GOP Plants Flag on New Voting Frontier

Bush's huge victory in the fast-growing areas beyond the suburbs alters the political map.

November 22, 2004|Ronald Brownstein and Richard Rainey | Times Staff Writers

WASHINGTON — The center of the Republican presidential coalition is moving toward the distant edges of suburbia.

In this month's election, President Bush carried 97 of the nation's 100 fastest-growing counties, most of them "exurban" communities that are rapidly transforming farmland into subdivisions and shopping malls on the periphery of major metropolitan areas.

Together, these fast-growing communities provided Bush a punishing 1.72 million vote advantage over Democrat John F. Kerry, according to a Times analysis of election results. That was almost half the president's total margin of victory.

"These exurban counties are the new Republican areas, and they will become increasingly important to Republican candidates," said Terry Nelson, the political director for Bush's reelection campaign. "This is where a lot of our vote is."

These growing areas, filled largely with younger families fleeing urban centers in search of affordable homes, are providing the GOP a foothold in blue Democratic-leaning states and solidifying the party's control over red Republican-leaning states.

They also represent a compounding asset whose value for the Republican Party has increased with each election: Bush's edge in these 100 counties was almost four times greater than the advantage they provided Bob Dole, the Republican presidential nominee eight years ago.

In states like Ohio, Minnesota and Virginia, Republican strength in these outer suburbs is offsetting Democratic gains over the last decade in more established -- and often more affluent -- inner-tier suburbs. As Democrats analyze a demoralizing defeat in this month's presidential election, one key question they face is whether they can reduce the expanding Republican advantage on the new frontier between suburbs and countryside.

"When any party is losing a growing group of voters, that's a problem -- and this is a group where support for Democrats is diminishing as the size of the group grows," said Mark Mellman, Kerry's campaign pollster.

The Times analyzed the 100 counties that the Census Bureau identified as the fastest growing between April 2000 and July 2003, the latest date for which figures were available. Stretched across 30 states, these counties grew cumulatively over that period by more than 16%, reaching a total population of 15.9 million.

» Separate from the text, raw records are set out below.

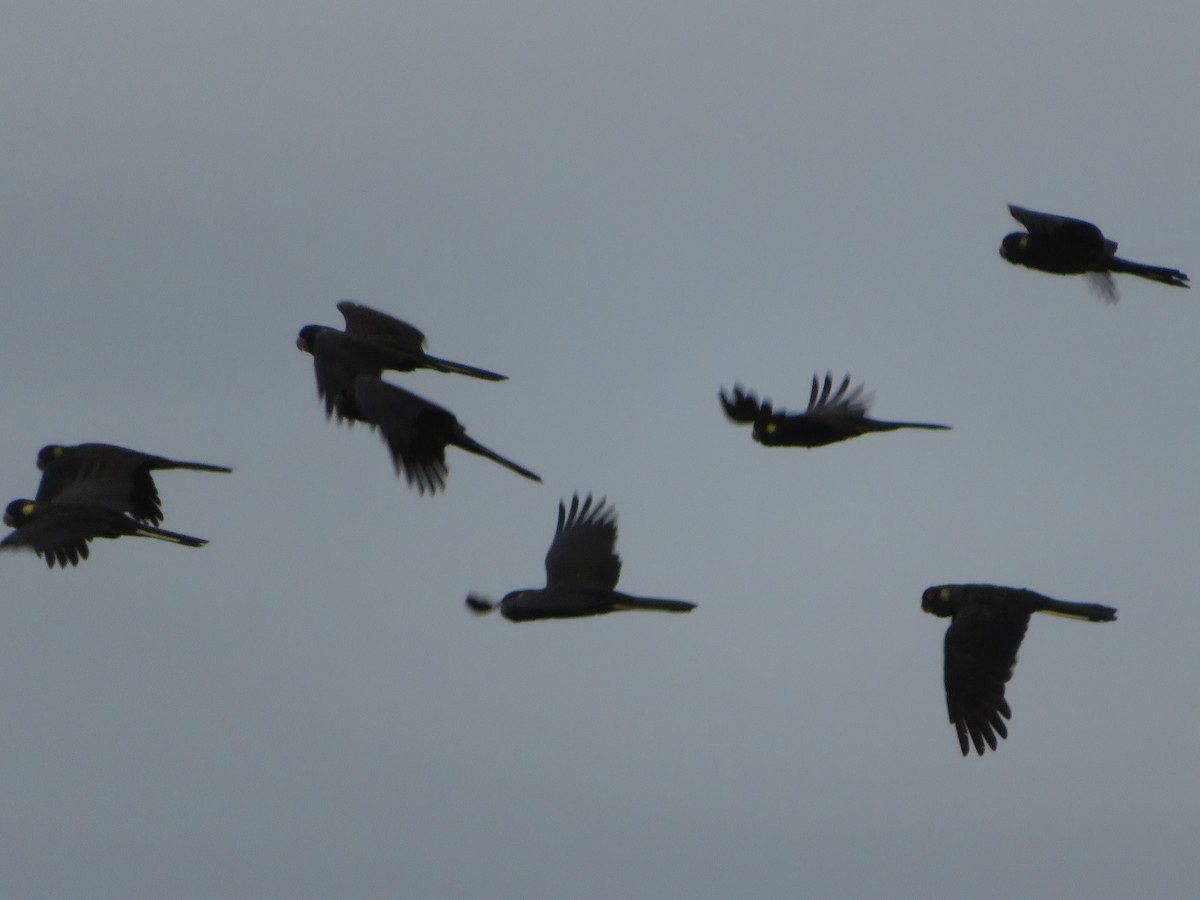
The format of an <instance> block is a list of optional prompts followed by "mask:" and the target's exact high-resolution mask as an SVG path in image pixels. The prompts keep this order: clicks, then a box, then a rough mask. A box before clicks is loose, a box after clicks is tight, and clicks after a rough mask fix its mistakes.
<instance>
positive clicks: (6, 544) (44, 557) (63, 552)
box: [0, 499, 208, 569]
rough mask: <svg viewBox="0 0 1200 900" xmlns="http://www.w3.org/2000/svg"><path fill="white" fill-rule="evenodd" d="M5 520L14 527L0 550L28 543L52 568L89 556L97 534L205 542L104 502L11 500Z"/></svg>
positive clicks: (34, 550) (100, 534)
mask: <svg viewBox="0 0 1200 900" xmlns="http://www.w3.org/2000/svg"><path fill="white" fill-rule="evenodd" d="M4 522H5V524H7V526H8V527H11V528H13V529H14V530H13V532H11V533H10V534H8V535H7V536H6V538H5V539H4V540H2V541H0V550H19V548H22V547H28V548H30V550H32V551H34V552H35V553H37V556H40V557H42V558H43V559H46V564H47V565H48V566H50V568H52V569H53V568H54V564H55V563H58V564H59V565H60V566H62V568H66V565H67V564H68V563H70V564H71V565H78V564H79V560H80V559H86V558H88V544H89V542H90V541H91V540H94V539H96V538H107V539H115V538H155V539H157V540H162V541H169V542H172V544H181V545H184V546H187V547H200V546H204V545H205V544H208V541H206V540H204V539H202V538H192V536H190V535H186V534H178V533H176V532H168V530H164V529H162V528H155V527H154V526H148V524H143V523H140V522H138V521H136V520H133V518H131V517H130V516H127V515H125V514H124V512H120V511H119V510H115V509H113V508H110V506H103V505H83V504H60V503H38V502H36V500H24V499H20V500H13V502H12V503H10V504H8V508H7V510H6V511H5V516H4Z"/></svg>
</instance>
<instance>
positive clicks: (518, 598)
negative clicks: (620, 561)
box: [467, 494, 696, 622]
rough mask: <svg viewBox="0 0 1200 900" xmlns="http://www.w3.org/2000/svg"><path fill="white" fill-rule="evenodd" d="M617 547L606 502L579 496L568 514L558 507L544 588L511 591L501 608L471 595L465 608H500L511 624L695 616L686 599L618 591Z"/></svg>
mask: <svg viewBox="0 0 1200 900" xmlns="http://www.w3.org/2000/svg"><path fill="white" fill-rule="evenodd" d="M616 546H617V520H616V512H614V511H613V510H612V508H610V506H606V505H605V502H604V500H600V503H598V504H595V505H593V504H592V496H590V494H589V496H588V497H587V499H584V500H583V503H582V504H581V503H580V498H578V494H576V496H575V497H572V498H571V509H570V511H568V510H566V508H565V506H564V505H563V503H562V502H559V504H558V528H557V529H556V532H554V540H553V542H551V545H550V551H548V552H547V553H546V587H545V588H541V589H538V588H527V589H524V590H512V592H510V593H509V594H505V595H504V598H503V599H502V600H500V602H499V604H493V602H492V601H491V600H487V599H486V598H482V596H479V595H476V594H470V595H468V596H467V606H468V608H470V610H472V611H473V612H475V613H480V614H484V613H487V612H491V611H492V610H493V608H496V607H497V606H498V607H499V610H500V614H502V616H504V618H506V619H509V620H511V622H528V620H530V619H566V618H577V617H580V616H601V614H604V613H607V612H616V611H618V610H659V611H662V612H691V611H692V610H694V608H696V604H692V602H688V601H686V600H660V599H654V598H644V596H631V595H629V594H622V593H620V592H618V590H617V589H616V588H617V580H618V577H619V576H620V557H618V556H617V553H616Z"/></svg>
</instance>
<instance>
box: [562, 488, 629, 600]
mask: <svg viewBox="0 0 1200 900" xmlns="http://www.w3.org/2000/svg"><path fill="white" fill-rule="evenodd" d="M616 547H617V517H616V514H614V512H613V510H612V508H611V506H606V505H605V500H604V499H601V500H600V502H599V503H596V504H593V500H592V494H588V496H587V498H586V499H584V500H583V502H582V503H581V502H580V496H578V494H575V496H574V497H572V498H571V508H570V510H568V509H566V506H565V505H564V504H563V502H562V500H559V504H558V528H557V529H556V532H554V540H553V541H552V542H551V545H550V551H548V552H547V553H546V588H547V589H554V588H588V589H593V590H612V589H614V588H616V587H617V580H618V578H619V577H620V557H618V556H617V552H616Z"/></svg>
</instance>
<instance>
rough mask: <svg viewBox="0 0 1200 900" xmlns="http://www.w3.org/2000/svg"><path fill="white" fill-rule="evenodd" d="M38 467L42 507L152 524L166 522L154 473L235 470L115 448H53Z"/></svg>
mask: <svg viewBox="0 0 1200 900" xmlns="http://www.w3.org/2000/svg"><path fill="white" fill-rule="evenodd" d="M37 468H40V469H41V470H42V481H41V484H40V485H38V486H37V496H36V498H35V499H36V500H37V502H38V503H56V504H72V505H83V506H108V508H109V509H114V510H116V511H119V512H128V514H130V515H131V516H133V518H134V520H137V521H138V522H143V523H145V524H151V526H156V524H158V523H160V522H161V521H162V499H161V498H160V497H158V488H157V486H156V485H155V482H154V476H152V475H151V474H150V473H151V472H152V470H154V469H194V470H197V472H233V469H230V468H228V467H227V466H211V464H209V463H205V462H185V461H182V460H168V458H167V457H164V456H154V455H152V454H143V452H140V451H139V450H130V449H128V448H125V446H116V445H115V444H77V445H76V446H62V445H61V444H49V445H47V446H43V448H42V449H41V450H40V451H38V454H37Z"/></svg>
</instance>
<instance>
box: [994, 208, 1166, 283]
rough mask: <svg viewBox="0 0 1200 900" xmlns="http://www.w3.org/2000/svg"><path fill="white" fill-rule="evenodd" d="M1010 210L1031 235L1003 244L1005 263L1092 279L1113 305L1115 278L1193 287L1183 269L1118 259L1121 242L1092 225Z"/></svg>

These are places defined more by aspiration than accumulation, filled more with families starting out than with those that have already reached their earnings peak.

They include Union County, N.C., 25 miles southeast of Charlotte, where poultry farms are being converted into new developments so quickly that nearly one-seventh of the population is employed in construction. In Douglas County, Colo., about 20 miles south of Denver, so many young families have relocated that the budget for the local Little League is estimated at $500,000 a year.

Delaware County, Ohio's fastest-growing area, is absorbing a torrent of families leaving apartments and townhouses in Columbus for big kitchens and their first backyards. New homes are sprouting on land that grew soybeans and wheat not long ago.

"The fastest-growing segment of our population is 2 and under," Delaware County GOP leader Teri Morgan said.

In this month's election, Bush romped across this terrain, the Times analysis showed. Of these 100 fast-growth counties, Kerry carried three: Clark County, Nev., which includes heavily unionized Las Vegas; Chatham, N.C., near Chapel Hill, where Kerry is holding a five-vote lead pending a recount; and tiny Nantucket, Mass., which made the fast-list only because it increased its population of 9,520 by about one-eighth.

In almost all the other fast-growing counties, Bush not only beat Kerry, he beat him badly.

In a handful of these counties, officials are still finalizing their vote tallies. But based on virtually complete totals for the 100 counties, Bush took 70% or more of the vote in 40 of them, and 60% or more in 70 of them. In all, Bush won 63% of the votes cast in these 100 counties.

That broad appeal, combined with the rapid population growth, allowed Bush to generate much greater advantages from these counties than he did four years ago. In 2000, Bush won 94 of the counties, but they provided him a smaller cumulative advantage of 1.06 million votes.

This year, Bush increased that cumulative lead by more than 60%. "We were overwhelmed by the lines in the voting places," said Tom Grossman, co-chairman of the Republican Party in Warren County, Ohio, one of those on the list. "We had lines lasting until 10:30 that night. It was a staggering number of people."

The change is even more dramatic when compared to 1996. In that campaign, Bob Dole won 74 of what today are the 100 fastest-growing counties. His margin of victory over President Clinton in the 100 counties was 450,000 votes, compared to Bush's significantly larger margin this year of more than 1.7 million votes.